Databricks open sources Delta Lake data lake

Databricks is open sourcing Delta Lake to counter criticism from rivals and take on Apache Iceberg as well as data warehouse products from competitors.

In an effort to push past doubts cast by rival firms, data lake provider Databricks on Tuesday said that it is open sourcing all Delta Lake APIs as part of the Delta Lake 2.0 release. The company also announced that it will be contributing all enhancements of Delta Lake to The Linux Foundation.

Databrick rivals such as Cloudera, Dremio, Google (Big Lake), Microsoft, Oracle, SAP, Amazon Web Services (AWS), Snowflake, Hewlett Packard Enterprise (HPE) and Vertica have criticised the company, casting doubt whether Delta Lake was open source or proprietary, thereby taking away a share of prospective customers, analysts said.

"The new announcement should provide continuity and clarity for users and help counter confusion (stoked in part by competitors) about whether Delta Lake is proprietary or open source," said Matt Aslett, research director at Ventana Research.

With the new announcements, Databricks is putting customer concerns and competitive criticism to bed, said Doug Henschen, principal analyst at Constellation Research.

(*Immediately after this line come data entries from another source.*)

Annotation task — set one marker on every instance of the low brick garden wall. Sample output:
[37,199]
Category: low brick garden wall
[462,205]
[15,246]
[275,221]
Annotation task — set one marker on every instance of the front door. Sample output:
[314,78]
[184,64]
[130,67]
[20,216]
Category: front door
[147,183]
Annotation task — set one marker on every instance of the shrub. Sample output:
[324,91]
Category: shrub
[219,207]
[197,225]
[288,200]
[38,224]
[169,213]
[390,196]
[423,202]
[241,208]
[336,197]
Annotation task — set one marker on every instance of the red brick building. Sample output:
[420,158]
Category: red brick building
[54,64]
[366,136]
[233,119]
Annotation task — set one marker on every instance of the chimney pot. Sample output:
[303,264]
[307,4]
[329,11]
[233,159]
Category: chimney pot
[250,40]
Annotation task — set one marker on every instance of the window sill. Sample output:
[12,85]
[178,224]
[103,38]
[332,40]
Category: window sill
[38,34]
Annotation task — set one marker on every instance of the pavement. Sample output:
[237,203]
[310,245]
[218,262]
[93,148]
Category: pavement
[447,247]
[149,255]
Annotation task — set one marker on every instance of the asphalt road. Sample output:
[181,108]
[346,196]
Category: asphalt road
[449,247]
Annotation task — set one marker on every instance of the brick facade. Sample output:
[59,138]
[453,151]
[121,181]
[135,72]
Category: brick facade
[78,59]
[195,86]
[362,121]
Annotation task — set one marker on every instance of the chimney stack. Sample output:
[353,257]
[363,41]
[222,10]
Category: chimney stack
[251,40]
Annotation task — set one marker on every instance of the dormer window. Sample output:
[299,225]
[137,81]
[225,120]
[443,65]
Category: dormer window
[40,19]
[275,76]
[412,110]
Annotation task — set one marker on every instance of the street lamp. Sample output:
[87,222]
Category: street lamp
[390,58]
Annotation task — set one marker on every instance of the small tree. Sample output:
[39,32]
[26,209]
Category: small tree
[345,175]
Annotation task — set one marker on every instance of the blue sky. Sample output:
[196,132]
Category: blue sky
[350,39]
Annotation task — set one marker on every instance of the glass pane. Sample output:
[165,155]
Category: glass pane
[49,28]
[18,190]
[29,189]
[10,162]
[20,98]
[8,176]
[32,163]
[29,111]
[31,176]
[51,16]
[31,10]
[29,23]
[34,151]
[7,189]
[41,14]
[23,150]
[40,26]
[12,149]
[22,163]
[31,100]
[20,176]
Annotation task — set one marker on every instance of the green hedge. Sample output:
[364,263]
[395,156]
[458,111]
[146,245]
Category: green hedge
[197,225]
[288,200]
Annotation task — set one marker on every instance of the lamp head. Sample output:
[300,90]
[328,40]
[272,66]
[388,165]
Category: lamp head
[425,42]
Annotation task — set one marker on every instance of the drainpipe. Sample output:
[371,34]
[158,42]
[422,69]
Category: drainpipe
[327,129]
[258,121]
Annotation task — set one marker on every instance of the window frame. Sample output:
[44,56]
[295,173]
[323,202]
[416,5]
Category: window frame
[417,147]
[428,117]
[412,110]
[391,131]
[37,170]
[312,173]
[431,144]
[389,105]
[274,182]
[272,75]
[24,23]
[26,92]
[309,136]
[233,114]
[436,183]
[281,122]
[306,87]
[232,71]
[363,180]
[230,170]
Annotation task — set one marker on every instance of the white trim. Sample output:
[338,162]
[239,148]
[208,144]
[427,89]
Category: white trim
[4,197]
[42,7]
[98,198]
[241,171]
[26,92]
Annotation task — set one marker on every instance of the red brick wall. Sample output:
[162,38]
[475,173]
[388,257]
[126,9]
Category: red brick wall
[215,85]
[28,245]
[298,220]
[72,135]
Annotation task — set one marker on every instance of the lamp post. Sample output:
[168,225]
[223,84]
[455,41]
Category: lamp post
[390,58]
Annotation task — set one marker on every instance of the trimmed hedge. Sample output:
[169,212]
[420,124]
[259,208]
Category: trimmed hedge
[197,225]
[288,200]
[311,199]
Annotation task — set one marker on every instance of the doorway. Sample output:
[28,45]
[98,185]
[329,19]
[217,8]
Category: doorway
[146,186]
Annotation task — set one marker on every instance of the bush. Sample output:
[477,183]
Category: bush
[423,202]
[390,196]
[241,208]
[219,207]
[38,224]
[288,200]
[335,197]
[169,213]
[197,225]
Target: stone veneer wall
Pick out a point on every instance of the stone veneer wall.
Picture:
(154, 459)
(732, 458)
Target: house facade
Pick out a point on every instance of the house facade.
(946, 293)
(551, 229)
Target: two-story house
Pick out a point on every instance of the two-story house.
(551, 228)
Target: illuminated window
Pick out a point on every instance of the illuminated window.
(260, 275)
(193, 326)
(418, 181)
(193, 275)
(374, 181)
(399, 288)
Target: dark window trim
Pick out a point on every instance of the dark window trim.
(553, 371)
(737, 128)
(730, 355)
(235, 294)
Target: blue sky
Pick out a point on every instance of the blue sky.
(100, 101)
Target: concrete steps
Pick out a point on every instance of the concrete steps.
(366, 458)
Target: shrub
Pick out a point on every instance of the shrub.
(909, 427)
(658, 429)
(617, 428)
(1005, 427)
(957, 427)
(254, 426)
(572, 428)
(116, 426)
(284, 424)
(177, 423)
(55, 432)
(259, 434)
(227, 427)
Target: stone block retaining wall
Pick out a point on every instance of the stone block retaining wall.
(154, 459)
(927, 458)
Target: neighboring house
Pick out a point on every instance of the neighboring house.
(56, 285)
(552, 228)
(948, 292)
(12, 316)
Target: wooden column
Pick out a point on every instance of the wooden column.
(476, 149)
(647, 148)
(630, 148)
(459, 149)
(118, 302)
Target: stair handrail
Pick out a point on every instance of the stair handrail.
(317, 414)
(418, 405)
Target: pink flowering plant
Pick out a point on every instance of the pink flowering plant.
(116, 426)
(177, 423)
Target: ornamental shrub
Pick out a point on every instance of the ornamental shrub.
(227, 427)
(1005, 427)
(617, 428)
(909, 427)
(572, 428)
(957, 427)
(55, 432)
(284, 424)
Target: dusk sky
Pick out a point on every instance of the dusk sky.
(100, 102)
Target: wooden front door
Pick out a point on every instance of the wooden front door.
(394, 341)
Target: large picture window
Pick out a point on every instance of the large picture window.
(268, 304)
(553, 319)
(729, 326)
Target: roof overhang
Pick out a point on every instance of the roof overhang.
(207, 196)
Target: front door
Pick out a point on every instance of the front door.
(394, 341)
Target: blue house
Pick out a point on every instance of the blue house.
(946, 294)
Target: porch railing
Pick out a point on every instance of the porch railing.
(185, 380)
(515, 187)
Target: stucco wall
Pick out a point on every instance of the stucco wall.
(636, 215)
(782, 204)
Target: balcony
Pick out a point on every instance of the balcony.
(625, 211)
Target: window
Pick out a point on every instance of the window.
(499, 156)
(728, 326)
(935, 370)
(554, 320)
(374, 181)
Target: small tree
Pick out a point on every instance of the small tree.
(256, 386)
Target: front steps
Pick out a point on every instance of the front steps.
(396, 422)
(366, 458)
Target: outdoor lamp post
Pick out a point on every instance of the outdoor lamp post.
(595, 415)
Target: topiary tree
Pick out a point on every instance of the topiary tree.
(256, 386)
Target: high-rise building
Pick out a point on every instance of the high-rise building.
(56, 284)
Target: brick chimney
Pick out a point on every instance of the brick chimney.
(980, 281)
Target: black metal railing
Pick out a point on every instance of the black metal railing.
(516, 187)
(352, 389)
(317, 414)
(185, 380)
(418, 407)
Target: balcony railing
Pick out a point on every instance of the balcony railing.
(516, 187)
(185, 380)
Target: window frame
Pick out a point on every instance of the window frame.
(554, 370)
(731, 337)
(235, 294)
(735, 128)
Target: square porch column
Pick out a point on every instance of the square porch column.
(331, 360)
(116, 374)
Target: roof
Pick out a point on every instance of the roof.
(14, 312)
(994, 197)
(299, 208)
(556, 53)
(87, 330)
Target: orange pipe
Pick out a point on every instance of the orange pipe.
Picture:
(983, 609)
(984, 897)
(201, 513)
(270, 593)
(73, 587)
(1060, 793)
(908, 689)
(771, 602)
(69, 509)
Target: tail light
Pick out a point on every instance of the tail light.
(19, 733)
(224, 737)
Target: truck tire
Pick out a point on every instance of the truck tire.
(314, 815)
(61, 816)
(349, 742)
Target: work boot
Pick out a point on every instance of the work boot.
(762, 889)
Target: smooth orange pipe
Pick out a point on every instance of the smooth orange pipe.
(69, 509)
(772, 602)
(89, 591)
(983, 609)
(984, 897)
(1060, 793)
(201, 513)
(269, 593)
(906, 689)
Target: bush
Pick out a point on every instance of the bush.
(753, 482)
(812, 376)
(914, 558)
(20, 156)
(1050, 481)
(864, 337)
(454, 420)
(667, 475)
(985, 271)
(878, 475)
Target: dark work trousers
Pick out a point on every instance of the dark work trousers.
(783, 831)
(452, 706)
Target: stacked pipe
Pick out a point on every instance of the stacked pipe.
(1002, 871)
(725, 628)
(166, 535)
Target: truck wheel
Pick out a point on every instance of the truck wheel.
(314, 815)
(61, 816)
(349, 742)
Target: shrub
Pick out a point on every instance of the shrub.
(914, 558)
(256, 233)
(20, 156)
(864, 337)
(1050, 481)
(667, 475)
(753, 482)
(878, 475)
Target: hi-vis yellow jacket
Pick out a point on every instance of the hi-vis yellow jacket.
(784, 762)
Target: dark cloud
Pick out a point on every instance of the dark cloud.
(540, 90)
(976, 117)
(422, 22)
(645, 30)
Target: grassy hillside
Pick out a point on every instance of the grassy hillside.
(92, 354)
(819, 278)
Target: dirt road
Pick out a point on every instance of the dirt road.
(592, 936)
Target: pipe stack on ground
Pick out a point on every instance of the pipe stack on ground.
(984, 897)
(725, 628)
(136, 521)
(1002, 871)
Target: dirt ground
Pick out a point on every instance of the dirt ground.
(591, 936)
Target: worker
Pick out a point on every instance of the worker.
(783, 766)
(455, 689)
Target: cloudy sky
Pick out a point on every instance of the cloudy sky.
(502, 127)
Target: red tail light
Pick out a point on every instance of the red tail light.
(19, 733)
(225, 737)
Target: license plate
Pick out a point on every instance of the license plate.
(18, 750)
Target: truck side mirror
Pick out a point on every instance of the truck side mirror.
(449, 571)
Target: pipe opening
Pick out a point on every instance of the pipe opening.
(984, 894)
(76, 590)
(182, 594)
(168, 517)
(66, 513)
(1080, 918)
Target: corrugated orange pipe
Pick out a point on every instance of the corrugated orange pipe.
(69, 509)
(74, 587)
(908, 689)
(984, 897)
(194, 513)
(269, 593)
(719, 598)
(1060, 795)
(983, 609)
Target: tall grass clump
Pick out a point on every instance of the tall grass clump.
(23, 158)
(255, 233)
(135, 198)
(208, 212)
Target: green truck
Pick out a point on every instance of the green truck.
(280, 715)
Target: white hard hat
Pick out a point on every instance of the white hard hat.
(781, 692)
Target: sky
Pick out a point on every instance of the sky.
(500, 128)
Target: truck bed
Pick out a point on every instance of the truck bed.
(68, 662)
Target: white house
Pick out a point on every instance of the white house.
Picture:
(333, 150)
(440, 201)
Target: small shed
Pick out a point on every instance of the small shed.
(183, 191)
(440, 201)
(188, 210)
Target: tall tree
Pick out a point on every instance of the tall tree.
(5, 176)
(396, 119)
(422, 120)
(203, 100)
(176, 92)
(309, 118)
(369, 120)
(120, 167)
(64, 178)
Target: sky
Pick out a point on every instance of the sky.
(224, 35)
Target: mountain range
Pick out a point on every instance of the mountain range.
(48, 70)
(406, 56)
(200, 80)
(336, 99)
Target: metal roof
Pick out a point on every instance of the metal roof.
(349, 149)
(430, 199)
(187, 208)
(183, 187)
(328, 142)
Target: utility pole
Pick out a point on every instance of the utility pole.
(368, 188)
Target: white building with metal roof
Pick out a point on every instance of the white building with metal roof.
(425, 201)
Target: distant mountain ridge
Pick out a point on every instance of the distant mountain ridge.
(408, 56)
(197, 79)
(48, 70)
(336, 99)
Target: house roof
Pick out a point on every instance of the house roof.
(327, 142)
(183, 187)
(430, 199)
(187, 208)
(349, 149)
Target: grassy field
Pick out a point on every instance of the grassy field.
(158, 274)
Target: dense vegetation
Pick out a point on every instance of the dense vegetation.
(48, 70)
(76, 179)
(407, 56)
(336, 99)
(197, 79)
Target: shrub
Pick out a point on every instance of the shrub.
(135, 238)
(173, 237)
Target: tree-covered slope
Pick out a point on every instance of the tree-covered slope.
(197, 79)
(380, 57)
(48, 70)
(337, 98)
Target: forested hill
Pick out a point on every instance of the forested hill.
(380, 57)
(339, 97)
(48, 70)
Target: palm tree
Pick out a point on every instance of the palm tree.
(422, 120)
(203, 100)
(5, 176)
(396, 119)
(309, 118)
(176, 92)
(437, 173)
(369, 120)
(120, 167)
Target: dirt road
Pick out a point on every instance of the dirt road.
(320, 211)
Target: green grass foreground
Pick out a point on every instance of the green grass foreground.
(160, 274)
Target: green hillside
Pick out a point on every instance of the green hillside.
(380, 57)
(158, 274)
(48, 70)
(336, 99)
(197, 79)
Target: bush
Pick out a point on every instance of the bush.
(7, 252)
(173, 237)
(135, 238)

"In competitive deals, rivals such as Snowflake would point out to would-be customers that aspects of Delta Lake were proprietary," Henschen said, adding that Databrick customers can now trust that their data is on an open platform and that they're not locked into Databricks.

Competition grows in commercial open source market

With an increasing number of commercial open source projects in the data lake market, Databricks' Delta Lake may find itself facing new competition, including Apache Iceberg, which offers high-performance querying for very large analytic tables.

"There are also open source projects that have recently started to be commercialised, such as OneHouse for Apache Hudi and both Starburst and Dremio coming out with their Apache Iceberg offerings," said Hyoun Park, chief analyst at Amalgam Insights.

"With these offerings coming out, Delta Lake faced pressure from other open source lakehouse formats to become more functionally robust as the lakehouse market starts to splinter and technologists have multiple options," Park added.

Many other players in this space are focused on Apache Iceberg as an alternative to Delta Lake tables, Venatana's Aslett said. Delta tables, in contrast to traditional tables that store data in rows and columns, can access ACID (Atomicity, Consistency, Isolation, and Durability) transactions to store metadata to help with faster data ingestion.

Delta Lake is sometimes referred to as a data lakehouse, a data architecture that offers both storage and analytics capabilities, in contrast to the concepts for data lakes, which store data in native format, and data warehouses, which store structured data (often in SQL format).

In April, Google announced Big Lake and Iceberg support, and earlier this month, Snowflake announced support for Apache Iceberg tables in private preview.

The Iceberg announcements, just like Databricks' open source strategy, aim to appeal to prospective customers who might have concerns about committing to one vendor and the prospect of having access to their own data encumbered down the road, Henschen said.

In the face of renewed competition, Databricks' move to open source Delta Lake is a good move, said Sanjeev Mohan, former research vice president at Gartner.

"Databricks' announcement to open source the full capabilities of Delta Lake is an excellent step to drive wider adoption," said Sanjeev Mohan, former research vice president for big data and analytics at Gartner.

Delta Lake 2.0 offers faster query performance

Databricks' Delta Lake 2.0, which will be fully available later this year, is expected to offer faster query performance for data analysis, the company said.

Databricks on Tuesday also released the second edition of MLflow — an open source platform for managing the end-to-end machine learning lifecycle (MLOps).

MLflow 2.0 comes with MLflow Pipelines, which offer data scientists predefined, production-ready templates based on the model type they're building to allow them to accelerate model development without requiring intervention from production engineers, the company said.

According to analysts, MLflow 2.0 will serve as a more mature option for data scientists as machine learning production continues to be a challenging process, and translation of algorithmic models into production-grade application code on securely governed resources continues to be difficult.

"There are a number of vendor solutions in this space including Amazon Sagemaker, Azure Machine Learning, Google Cloud AI, Datarobot, Domino Data, Dataiku, and Iguazio," Amalgam's Park said.

"But Databricks serves as a neutral vendor compared to the hyperscalers and Databricks' unified approach to data and model management serves as a differentiator to MLOps vendors that focus on the coding and production challenges of model operationalisation."

The move to release MLflow 2.0 eases the path to bring streaming and streaming analysis into production data pipelines, Henschen said, adding that many companies struggle with MLOps and fail even after successfully creating machine learning models.